One-to-many referencing pattern in MongoDB - Time & Space Complexity
When using one-to-many referencing in MongoDB, we want to know how the time to get data changes as the number of related items grows.
We ask: How does fetching a document and its related many documents scale with more data?
Analyze the time complexity of the following code snippet.
// Find a user by ID
const user = db.users.findOne({ _id: userId });
// Find all posts referencing this user
const posts = db.posts.find({ userId: user._id }).toArray();
This code fetches one user and then fetches all posts linked to that user by userId.
Identify the loops, recursion, array traversals that repeat.
- Primary operation: Scanning all posts that match the userId.
- How many times: Once for the user, then once for each post linked to that user.
As the number of posts for a user grows, the time to fetch all posts grows roughly the same way.

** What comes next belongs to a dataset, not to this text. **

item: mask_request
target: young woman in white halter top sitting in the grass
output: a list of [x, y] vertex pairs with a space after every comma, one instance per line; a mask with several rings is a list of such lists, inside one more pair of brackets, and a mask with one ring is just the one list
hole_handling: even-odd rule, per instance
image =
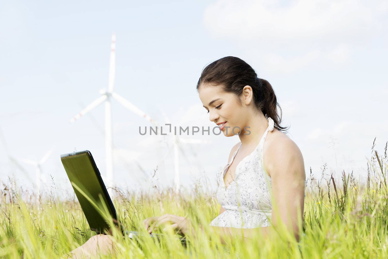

| Input Size (n) | Approx. Operations |
|---|---|
| 10 posts | About 10 operations to fetch posts |
| 100 posts | About 100 operations to fetch posts |
| 1000 posts | About 1000 operations to fetch posts |
Pattern observation: The time grows directly with the number of posts linked to the user.
Time Complexity: O(n)
This means the time to get all related posts grows linearly with how many posts there are for that user.
[X] Wrong: "Fetching related posts is always fast no matter how many posts exist."
[OK] Correct: The more posts linked to a user, the longer it takes to fetch them all, so time grows with data size.
Understanding how fetching related data scales helps you explain database design choices clearly and shows you think about real data growth.
"What if we stored all posts inside the user document instead of referencing? How would the time complexity change when fetching posts?"